II

Ce fut le mardi qu’on l’enterra, la chasse ayant ouvert le dimanche. Rentré chez lui, après avoir conduit son père au cimetière, César Hautot passa le reste du jour à pleurer. Il dormit à peine la nuit suivante et il se sentit si triste en s’éveillant qu’il se demandait comment il pourrait continuer à vivre.

Jusqu’au soir cependant il songea que, pour obéir à la dernière volonté paternelle, il devait se rendre à Rouen le lendemain, et voir cette fille Caroline Donet qui demeurait rue de l’Éperlan, 18, au troisième étage la seconde porte. Il avait répété, tout bas, comme on marmotte une prière, ce nom et cette adresse, un nombre incalculable de fois, afin de ne pas les oublier, et il finissait par les balbutier indéfiniment, sans pouvoir s’arrêter ou penser à quoi que ce fût, tant sa langue et son esprit étaient possédés par cette phrase.

Donc le lendemain, vers huit heures, il ordonna d’atteler Graindorge au tilbury et partit au grand trot du lourd cheval normand sur la grand-route d’Ainville à Rouen.
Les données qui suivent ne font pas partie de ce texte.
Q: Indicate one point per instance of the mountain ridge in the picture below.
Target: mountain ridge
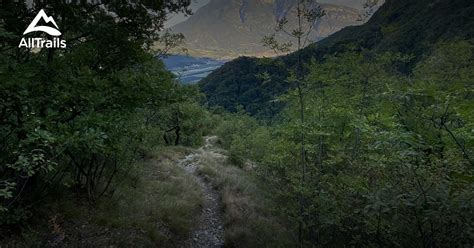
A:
(409, 27)
(211, 31)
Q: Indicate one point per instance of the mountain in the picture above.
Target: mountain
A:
(406, 26)
(190, 70)
(229, 28)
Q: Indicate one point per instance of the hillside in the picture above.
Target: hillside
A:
(399, 26)
(228, 28)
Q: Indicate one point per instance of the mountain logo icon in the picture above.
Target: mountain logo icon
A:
(49, 30)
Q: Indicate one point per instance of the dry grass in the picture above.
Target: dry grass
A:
(247, 208)
(163, 201)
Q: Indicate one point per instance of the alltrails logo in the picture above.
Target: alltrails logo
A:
(41, 42)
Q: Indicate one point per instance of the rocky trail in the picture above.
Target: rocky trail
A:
(209, 230)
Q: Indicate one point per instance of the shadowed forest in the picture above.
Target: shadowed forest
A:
(362, 139)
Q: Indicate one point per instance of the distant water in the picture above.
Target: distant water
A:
(190, 70)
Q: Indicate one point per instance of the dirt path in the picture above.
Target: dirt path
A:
(209, 231)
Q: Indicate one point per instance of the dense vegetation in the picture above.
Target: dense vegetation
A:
(72, 120)
(389, 156)
(408, 27)
(366, 141)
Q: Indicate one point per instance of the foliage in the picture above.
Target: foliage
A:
(389, 155)
(402, 26)
(73, 119)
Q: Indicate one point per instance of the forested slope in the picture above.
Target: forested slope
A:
(410, 27)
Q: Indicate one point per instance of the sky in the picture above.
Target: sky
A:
(196, 4)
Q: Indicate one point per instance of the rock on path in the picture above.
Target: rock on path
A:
(209, 231)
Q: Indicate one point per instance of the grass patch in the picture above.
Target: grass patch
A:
(162, 199)
(155, 205)
(248, 215)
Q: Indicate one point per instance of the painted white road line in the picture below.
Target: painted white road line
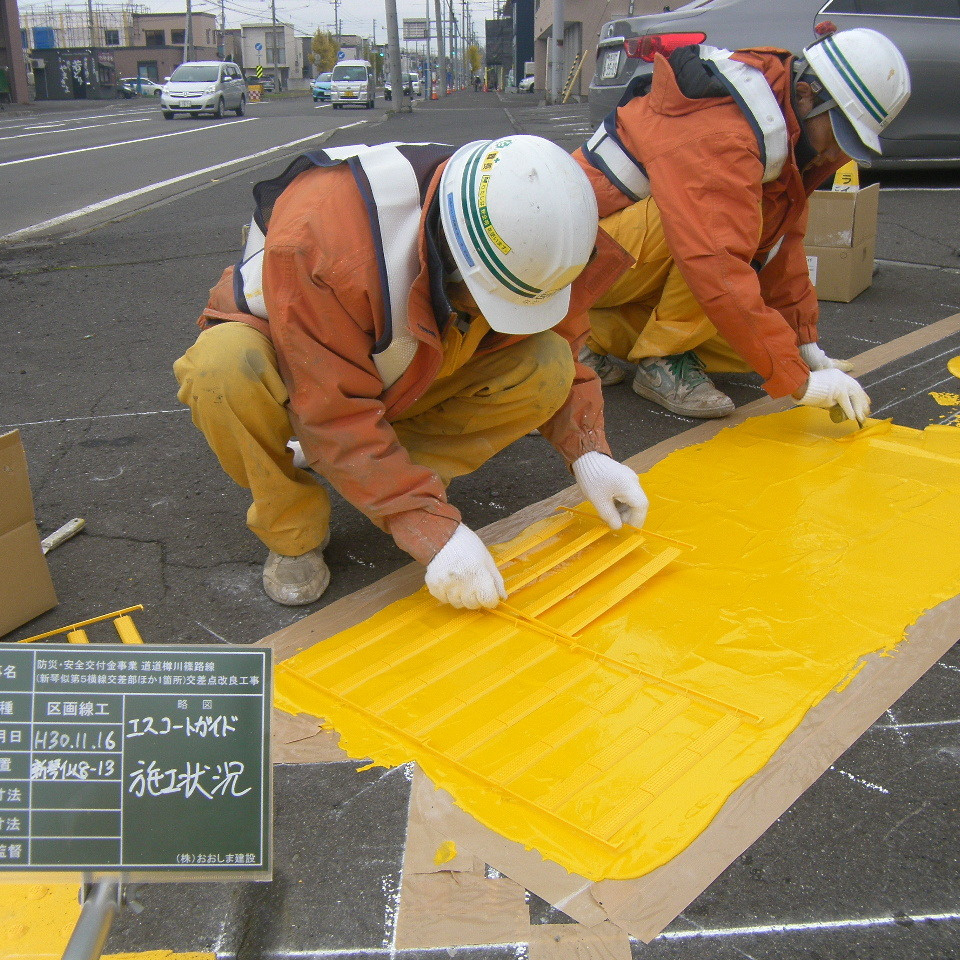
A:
(132, 194)
(811, 927)
(101, 416)
(32, 123)
(122, 143)
(861, 782)
(918, 724)
(90, 126)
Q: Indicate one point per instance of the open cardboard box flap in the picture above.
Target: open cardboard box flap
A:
(26, 589)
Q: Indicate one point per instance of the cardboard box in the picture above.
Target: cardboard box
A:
(26, 589)
(841, 240)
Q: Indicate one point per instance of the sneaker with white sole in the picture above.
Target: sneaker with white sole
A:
(680, 384)
(295, 581)
(608, 372)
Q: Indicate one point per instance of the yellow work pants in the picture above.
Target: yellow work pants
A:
(230, 381)
(650, 311)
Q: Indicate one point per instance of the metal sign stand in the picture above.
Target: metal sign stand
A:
(100, 904)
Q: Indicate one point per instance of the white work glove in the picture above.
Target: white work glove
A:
(830, 388)
(614, 489)
(816, 359)
(464, 574)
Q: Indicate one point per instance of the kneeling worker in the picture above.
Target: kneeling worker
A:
(703, 173)
(394, 312)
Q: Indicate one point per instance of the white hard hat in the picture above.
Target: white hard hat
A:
(867, 77)
(520, 218)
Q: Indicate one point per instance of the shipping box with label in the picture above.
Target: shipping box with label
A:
(840, 242)
(26, 589)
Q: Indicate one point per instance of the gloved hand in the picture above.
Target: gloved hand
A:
(614, 489)
(464, 574)
(828, 388)
(816, 359)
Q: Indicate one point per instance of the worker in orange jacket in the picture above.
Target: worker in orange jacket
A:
(703, 173)
(400, 313)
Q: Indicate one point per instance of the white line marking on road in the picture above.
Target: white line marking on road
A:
(90, 126)
(112, 201)
(919, 723)
(862, 783)
(926, 389)
(813, 926)
(919, 363)
(121, 143)
(102, 416)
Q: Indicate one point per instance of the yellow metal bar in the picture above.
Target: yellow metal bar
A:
(83, 623)
(127, 630)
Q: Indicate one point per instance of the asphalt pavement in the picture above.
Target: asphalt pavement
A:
(93, 322)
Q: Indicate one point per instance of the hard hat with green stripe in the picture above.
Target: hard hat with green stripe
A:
(869, 81)
(520, 218)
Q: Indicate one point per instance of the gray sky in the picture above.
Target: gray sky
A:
(356, 16)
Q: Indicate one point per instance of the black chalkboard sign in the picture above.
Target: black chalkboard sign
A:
(142, 760)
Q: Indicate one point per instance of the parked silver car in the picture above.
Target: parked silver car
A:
(926, 133)
(204, 86)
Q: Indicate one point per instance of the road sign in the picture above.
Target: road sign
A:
(141, 762)
(416, 28)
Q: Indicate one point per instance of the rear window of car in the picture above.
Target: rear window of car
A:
(349, 73)
(193, 74)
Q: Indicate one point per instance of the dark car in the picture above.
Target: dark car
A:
(927, 132)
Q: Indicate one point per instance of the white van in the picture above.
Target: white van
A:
(352, 84)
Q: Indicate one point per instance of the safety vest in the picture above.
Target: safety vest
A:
(751, 92)
(392, 178)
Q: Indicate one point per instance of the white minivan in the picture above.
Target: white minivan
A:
(352, 84)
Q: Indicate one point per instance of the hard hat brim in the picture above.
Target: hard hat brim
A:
(861, 144)
(516, 318)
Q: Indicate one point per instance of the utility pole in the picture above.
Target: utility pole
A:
(428, 79)
(273, 31)
(441, 56)
(393, 41)
(556, 50)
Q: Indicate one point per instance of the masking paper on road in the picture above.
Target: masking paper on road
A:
(639, 683)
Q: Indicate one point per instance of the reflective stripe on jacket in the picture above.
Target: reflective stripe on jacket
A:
(323, 290)
(707, 176)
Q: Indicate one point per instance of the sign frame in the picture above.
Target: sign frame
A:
(190, 706)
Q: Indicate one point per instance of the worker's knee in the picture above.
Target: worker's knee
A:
(232, 364)
(542, 366)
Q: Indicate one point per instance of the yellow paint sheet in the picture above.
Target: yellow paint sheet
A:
(632, 685)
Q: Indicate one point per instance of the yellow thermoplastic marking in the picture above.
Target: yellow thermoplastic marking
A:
(606, 711)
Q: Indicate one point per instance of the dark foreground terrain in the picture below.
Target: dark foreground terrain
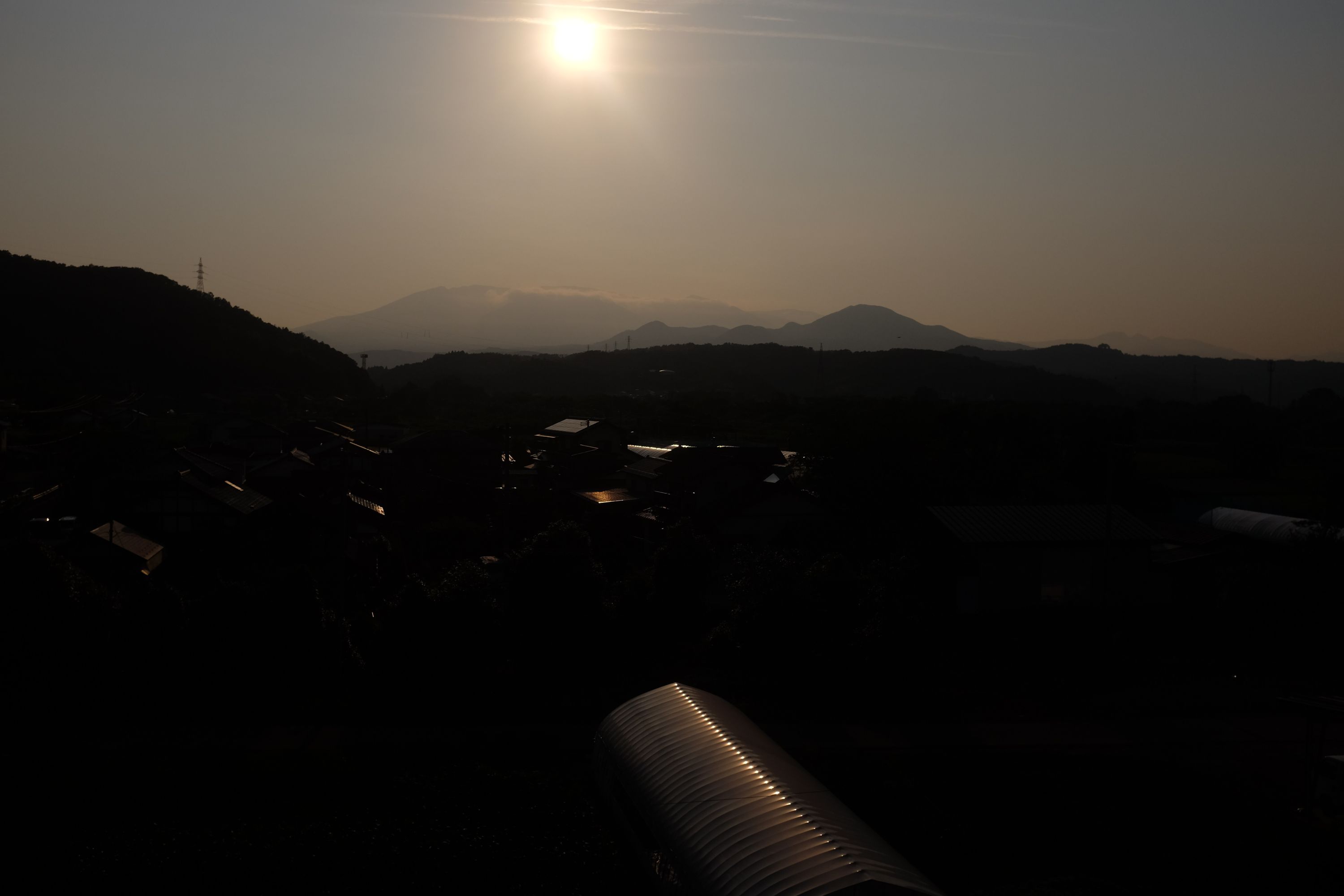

Il portait sur le dos sa redingote noire, sur la tête son grand chapeau de soie et sur les jambes sa culotte à sous-pieds, et il n’avait pas voulu, vu la circonstance, passer par-dessus son beau costume la blouse bleue qui se gonfle au vent, garantit le drap de la poussière et des taches, et qu’on ôte prestement à l’arrivée, dès qu’on a sauté de voiture.

Il entra dans Rouen alors que dix heures sonnaient, s’arrêta comme toujours à l’hôtel des Bons-Enfants, rue des Trois-Mares, subit les embrassades du patron, de la patronne et de ses cinq fils, car on connaissait la triste nouvelle ; puis, il dut donner des détails sur l’accident, ce qui le fit pleurer, repousser les services de toutes ces gens, empressés parce qu’ils le savaient riche, et refuser même leur déjeuner, ce qui les froissa.

Ayant donc épousseté son chapeau, brossé sa redingote, et essuyé ses bottines, il se mit à la recherche de la rue de l’Éperlan, sans oser prendre de renseignements près de personne, de crainte d’être reconnu et d’éveiller les soupçons.

À la fin, ne trouvant pas, il aperçut un prêtre, et se fiant à la discrétion professionnelle des hommes d’église, il s’informa auprès de lui.

Il n’avait que cent pas à faire, c’était justement la deuxième rue à droite.

Alors, il hésita. Jusqu’à ce moment, il avait obéi comme une brute à la volonté du mort. Maintenant il se sentait tout remué, confus, humilié à l’idée de se trouver, lui, le fils, en face de cette femme qui avait été la maîtresse de son père. Toute la morale qui gît en nous, tassée au fond de nos sentiments par des siècles d’enseignement héréditaire, tout ce qu’il avait appris depuis le catéchisme sur les créatures de mauvaise vie, le mépris instinctif que tout homme porte en lui contre elles, même s’il en épouse une, toute son honnêteté bornée de paysan, tout cela s’agitait en lui, le retenait, le rendait honteux et rougissant.

Mais il pensa : « J’ai promis au père, faut pas y manquer. » Alors il poussa la porte entrebâillée de la maison, marquée du numéro 18, découvrit un escalier sombre, monta trois étages, aperçut une porte, puis une seconde, trouva une ficelle de sonnette et tira dessus.

Le din-din qui retentit dans la chambre voisine lui fit passer un frisson dans le corps. La porte s’ouvrit et il se trouva en face d’une jeune dame très bien habillée, brune, au teint coloré, qui le regardait avec des yeux stupéfaits.

Il ne savait que lui dire, et, elle, qui ne se doutait de rien, et qui attendait l’autre, ne l’invitait pas à entrer. Ils se contemplèrent ainsi pendant près d’une demi-minute. À la fin elle demanda :

– Vous désirez, monsieur ?

Il murmura :

– Je suis Hautot fils.

Elle eut un sursaut, devint pâle, et balbutia comme si elle le connaissait depuis longtemps.

– Monsieur César ?

– Oui.

– Et alors ?

– J’ai à vous parler de la part du père.

Elle fit – Oh ! mon Dieu ! – et recula pour qu’il entrât. Il ferma la porte et la suivit.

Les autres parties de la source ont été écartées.